April 29, 2026 • Intelligence, Leadership, Marcus Brecheen, Trust
There is a subtle shift that happens in leadership, and it often goes unnoticed.
Early on, intelligence is used to contribute. Leaders rely on intelligence to solve problems, support teams, and create value. But over time, as responsibility increases and visibility grows, the orientation can change. Intelligence becomes a tool not just for building, but for advancing, positioning, and staying ahead.
And while that shift can produce results, it carries a cost.
Leaders begin to rely on their ability to outthink, outmaneuver, or outpace others.
Decisions become more strategic, but sometimes less relational. Conversations become more efficient, but less open. The goal quietly moves from building people to moving outcomes.
No one says it out loud. But people feel it.

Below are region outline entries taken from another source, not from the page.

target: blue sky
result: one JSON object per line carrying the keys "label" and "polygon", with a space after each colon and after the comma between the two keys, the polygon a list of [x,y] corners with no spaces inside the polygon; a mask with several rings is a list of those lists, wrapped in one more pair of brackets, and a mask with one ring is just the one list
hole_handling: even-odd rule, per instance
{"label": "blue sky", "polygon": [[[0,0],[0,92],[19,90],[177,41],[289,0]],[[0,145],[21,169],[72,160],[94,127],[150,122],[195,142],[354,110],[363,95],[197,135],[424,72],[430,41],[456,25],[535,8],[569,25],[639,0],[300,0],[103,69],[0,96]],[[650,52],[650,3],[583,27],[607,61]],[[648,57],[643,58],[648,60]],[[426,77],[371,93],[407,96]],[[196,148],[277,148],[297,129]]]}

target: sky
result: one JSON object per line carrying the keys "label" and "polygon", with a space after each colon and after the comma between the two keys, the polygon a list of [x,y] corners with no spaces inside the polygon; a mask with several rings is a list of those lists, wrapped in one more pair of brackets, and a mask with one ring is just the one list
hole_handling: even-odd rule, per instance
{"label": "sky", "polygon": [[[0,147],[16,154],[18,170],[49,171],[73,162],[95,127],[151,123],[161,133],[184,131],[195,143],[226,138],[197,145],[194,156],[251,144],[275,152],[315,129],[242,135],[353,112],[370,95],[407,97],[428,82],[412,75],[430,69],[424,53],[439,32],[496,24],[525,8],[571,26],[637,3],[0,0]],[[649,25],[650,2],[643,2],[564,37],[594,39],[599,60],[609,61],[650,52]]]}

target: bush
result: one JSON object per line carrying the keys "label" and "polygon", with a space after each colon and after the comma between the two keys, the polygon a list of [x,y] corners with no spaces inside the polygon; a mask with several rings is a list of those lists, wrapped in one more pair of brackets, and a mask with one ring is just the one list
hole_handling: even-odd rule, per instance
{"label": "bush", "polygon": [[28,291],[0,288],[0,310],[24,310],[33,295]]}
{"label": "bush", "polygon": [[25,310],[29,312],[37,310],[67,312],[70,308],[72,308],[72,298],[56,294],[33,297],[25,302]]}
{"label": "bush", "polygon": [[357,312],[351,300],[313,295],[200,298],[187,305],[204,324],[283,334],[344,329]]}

Research highlighted in Harvard Business Review, drawing from the 2013 Stanford University and The Miles Group CEO survey, points to a consistent gap in leadership development, particularly around relational dynamics like conflict management. When intelligence is primarily used to drive results rather than navigate relationships, that gap widens.
Because leadership is not sustained by capability alone. It is sustained by trust.
And trust is not built when people feel managed. It is built when they feel seen.
When intelligence is used primarily to get ahead, leaders can unintentionally create distance. Teams become cautious. Dialogue becomes filtered. People contribute what is safe rather than what is true.
From the outside, performance may still look strong. But underneath, something is thinning. The irony is that the same intelligence that helped a leader rise can quietly isolate them at the top.
But there is another way to use it.
Not to gain advantage but to create space.
Not to outshine but to elevate.
Not to control but to understand.
Because the highest form of leadership intelligence is not demonstrated in how far ahead you can get.
It is revealed in how many people you can bring with you.